Train a model to recognize a new entity type (e.g., GenomicRegion):
python -m src.genomic_publication_agent.entity_extension.cli.main train \
path/to/annotations.json \
--model "microsoft/BiomedNLP-PubMedBERT-base-uncased-abstract-fulltext" \
--entity-type "GenomicRegion" \
--output experiments/output_dir \
--prevent-forgetting \
--fallback-ner-model "aioner"Run the pipeline to extract entities and relations from a set of PMIDs:
# Example usage via CLI (if implemented) or Python script
python -m src.cli.analyze --pmids 32735606 --output results.csvThe project maintains high test coverage.
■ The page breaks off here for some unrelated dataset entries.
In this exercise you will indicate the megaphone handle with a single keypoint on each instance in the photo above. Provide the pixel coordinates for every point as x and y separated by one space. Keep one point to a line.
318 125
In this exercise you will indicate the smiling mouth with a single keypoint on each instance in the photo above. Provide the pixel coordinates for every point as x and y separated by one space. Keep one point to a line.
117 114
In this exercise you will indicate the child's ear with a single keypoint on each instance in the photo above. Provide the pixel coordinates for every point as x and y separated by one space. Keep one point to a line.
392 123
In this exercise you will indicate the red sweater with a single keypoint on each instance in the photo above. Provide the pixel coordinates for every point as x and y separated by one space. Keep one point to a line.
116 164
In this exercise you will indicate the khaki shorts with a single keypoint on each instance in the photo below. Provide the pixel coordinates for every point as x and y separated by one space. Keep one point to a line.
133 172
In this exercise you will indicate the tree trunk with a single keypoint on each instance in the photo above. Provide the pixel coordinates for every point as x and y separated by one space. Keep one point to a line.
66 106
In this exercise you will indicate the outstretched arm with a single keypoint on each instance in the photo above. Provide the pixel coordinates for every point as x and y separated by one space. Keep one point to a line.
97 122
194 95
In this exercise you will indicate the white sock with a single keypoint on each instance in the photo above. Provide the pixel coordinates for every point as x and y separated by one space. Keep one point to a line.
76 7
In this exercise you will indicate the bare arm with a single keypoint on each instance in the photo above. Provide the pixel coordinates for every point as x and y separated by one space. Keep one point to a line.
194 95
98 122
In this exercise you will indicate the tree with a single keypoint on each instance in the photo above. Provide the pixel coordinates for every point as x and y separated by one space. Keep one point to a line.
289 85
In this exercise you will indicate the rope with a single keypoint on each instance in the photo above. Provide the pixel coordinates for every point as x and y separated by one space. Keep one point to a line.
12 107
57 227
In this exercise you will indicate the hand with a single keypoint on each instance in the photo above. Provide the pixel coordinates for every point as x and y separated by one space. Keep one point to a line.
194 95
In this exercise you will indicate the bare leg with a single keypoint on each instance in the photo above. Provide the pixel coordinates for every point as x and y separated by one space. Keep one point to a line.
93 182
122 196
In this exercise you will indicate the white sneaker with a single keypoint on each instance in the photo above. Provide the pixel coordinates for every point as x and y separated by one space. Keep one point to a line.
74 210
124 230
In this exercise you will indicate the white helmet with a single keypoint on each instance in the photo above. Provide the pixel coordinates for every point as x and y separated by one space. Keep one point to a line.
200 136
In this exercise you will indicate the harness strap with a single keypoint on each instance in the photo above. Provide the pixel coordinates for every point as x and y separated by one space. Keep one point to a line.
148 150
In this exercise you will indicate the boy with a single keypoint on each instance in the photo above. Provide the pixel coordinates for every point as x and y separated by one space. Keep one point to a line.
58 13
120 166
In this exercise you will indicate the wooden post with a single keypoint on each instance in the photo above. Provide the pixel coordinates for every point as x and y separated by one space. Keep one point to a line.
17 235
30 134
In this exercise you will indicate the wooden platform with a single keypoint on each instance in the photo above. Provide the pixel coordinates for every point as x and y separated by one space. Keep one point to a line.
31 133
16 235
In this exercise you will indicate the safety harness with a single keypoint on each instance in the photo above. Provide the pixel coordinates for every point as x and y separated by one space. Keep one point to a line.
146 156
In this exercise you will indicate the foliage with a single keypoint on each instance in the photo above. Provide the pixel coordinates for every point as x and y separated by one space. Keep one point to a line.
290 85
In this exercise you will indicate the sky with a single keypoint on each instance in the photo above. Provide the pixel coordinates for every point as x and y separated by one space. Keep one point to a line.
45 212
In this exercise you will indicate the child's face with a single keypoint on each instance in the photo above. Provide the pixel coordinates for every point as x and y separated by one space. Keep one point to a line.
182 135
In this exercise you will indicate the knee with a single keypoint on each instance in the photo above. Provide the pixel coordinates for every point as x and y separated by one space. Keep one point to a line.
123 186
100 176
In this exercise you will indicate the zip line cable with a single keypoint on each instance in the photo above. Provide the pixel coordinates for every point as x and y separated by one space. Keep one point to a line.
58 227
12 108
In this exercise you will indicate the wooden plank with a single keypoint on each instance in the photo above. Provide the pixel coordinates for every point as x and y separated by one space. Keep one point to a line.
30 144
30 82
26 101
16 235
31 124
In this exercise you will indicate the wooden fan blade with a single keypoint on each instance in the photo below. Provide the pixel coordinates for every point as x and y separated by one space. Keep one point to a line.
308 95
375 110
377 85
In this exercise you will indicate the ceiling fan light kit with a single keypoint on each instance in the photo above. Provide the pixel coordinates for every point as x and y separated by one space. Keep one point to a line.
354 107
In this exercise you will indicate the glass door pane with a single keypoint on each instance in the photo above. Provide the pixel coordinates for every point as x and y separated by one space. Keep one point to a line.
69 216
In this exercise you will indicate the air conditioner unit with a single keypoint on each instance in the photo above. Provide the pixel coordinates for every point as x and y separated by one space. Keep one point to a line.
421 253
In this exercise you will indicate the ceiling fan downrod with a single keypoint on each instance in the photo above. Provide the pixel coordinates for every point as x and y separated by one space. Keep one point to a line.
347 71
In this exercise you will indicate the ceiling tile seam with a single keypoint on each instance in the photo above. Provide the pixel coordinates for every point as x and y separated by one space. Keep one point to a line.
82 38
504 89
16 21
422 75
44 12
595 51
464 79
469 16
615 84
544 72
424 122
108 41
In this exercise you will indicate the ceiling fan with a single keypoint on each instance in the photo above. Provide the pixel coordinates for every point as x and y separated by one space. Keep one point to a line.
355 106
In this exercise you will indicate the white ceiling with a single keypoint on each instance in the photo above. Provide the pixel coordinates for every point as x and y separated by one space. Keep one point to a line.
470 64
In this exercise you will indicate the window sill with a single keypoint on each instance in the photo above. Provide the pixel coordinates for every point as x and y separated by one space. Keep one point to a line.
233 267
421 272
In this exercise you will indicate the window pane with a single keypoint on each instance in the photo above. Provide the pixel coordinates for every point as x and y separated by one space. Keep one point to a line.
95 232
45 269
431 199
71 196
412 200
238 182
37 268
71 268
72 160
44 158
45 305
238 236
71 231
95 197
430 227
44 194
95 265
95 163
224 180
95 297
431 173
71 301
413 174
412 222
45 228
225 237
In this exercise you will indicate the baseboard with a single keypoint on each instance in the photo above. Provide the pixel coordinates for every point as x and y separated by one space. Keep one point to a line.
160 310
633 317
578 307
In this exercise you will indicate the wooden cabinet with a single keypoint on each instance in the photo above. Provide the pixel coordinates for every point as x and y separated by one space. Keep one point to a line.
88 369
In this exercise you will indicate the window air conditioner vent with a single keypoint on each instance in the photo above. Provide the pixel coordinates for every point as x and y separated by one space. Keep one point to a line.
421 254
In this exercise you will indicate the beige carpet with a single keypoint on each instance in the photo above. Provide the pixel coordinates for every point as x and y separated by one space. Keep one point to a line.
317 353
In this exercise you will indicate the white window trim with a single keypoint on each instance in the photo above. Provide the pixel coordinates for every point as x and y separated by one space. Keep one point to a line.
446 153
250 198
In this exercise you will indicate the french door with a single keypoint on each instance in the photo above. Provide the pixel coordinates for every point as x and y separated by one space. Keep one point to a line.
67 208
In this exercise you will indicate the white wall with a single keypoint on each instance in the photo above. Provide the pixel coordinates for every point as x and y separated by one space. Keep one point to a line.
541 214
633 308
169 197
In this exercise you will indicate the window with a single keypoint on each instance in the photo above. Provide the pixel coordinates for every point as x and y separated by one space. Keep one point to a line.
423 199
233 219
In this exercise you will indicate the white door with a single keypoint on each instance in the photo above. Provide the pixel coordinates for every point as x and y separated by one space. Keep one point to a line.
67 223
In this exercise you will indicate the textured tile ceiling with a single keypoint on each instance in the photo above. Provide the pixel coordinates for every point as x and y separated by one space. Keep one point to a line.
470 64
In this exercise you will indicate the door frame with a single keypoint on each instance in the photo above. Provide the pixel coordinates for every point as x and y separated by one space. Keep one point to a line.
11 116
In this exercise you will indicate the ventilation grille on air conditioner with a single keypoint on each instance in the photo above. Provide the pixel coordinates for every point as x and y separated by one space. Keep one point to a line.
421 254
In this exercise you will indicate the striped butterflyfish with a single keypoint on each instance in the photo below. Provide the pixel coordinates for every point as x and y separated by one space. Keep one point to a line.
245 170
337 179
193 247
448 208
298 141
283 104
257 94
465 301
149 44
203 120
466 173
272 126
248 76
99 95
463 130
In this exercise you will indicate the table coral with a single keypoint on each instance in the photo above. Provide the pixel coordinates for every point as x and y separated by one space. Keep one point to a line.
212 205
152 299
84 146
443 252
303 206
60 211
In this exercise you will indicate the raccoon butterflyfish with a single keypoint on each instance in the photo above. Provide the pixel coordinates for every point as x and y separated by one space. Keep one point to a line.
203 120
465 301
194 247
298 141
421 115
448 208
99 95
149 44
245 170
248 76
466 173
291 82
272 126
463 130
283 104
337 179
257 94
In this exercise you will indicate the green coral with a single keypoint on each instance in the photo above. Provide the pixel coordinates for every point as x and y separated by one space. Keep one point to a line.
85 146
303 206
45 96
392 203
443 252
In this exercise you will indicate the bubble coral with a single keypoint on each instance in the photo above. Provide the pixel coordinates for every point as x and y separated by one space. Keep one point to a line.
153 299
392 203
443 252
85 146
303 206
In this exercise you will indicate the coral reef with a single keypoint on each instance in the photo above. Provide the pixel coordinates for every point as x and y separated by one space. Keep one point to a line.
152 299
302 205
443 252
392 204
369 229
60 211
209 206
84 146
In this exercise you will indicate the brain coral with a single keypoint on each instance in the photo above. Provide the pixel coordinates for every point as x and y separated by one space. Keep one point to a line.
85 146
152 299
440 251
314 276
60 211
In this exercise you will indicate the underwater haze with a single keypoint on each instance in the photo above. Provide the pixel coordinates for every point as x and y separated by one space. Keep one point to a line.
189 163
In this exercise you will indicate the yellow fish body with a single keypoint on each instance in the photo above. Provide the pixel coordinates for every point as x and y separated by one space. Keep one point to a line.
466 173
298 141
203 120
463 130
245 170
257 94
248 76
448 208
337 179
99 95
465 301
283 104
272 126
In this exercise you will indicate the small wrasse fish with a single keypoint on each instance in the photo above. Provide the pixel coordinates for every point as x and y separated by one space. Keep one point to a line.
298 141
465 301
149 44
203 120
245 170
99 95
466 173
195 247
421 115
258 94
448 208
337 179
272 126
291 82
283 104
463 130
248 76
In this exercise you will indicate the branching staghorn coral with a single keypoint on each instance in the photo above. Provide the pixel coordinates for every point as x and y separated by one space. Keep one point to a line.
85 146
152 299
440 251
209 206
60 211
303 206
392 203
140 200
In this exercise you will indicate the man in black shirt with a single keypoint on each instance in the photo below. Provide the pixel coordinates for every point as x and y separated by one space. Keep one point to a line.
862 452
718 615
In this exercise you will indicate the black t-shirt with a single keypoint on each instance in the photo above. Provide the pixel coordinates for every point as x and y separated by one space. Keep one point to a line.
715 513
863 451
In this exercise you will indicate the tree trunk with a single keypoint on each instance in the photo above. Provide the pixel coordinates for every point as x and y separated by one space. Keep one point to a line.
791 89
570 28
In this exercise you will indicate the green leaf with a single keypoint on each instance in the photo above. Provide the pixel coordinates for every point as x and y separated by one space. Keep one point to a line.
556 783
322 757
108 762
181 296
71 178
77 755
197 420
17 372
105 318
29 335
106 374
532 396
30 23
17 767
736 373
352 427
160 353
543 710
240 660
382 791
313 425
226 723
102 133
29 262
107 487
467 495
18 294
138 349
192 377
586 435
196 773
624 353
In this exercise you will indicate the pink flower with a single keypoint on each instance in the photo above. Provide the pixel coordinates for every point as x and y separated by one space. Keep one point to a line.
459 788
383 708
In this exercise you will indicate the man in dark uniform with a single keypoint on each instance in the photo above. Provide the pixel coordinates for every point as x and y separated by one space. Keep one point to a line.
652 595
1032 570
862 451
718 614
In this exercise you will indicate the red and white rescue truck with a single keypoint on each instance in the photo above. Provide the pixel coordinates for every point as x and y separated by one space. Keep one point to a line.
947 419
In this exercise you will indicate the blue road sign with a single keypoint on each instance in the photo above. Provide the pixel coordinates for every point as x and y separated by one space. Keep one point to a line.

pytest tests/genomic-publications-agent/
βββ src/
β βββ genomic_publication_agent/
β βββ entity_extension/ # BioNER Extension Framework
β β βββ training/ # Training logic (Trainer, Loss)
β β βββ augmentation/ # LLM Data Augmentation
β β βββ inference/ # Inference pipelines
β βββ relation_extraction/ # Hybrid Relation Extraction
β βββ entity_extractor.py # Regex + PubTator + GLiNER
β βββ relation_builder.py # LLM Relation Validation
βββ experiments/ # Experiment configs and results
β βββ genomic_region_2025_11_02/ # AIONER Fine-tuning Experiment
βββ external/
β βββ AIONER/ # AIONER Submodule
βββ tests/ # Comprehensive test suite
Results from the Genomic Region Extension experiment (2025-11-02):
| Entity Type | Precision | Recall | F1 Score |
|---|---|---|---|
| GenomicRegion | 0.956 | 1.000 | 0.978 |
| Gene | 0.967 | 1.000 | 0.983 |
| Disease | 1.000 | 0.958 | 0.978 |
| Overall | 0.972 | 0.964 | 0.968 |
Note: The model successfully learned to identify genomic regions without degrading performance on standard entities.
This project is licensed under the MIT License - see the LICENSE file for details.
If you use this work, please cite:
[Author Name], et al. "A Hybrid Framework for Genomic Coordinate Extraction and Relation Mining in Biomedical Literature." 2025.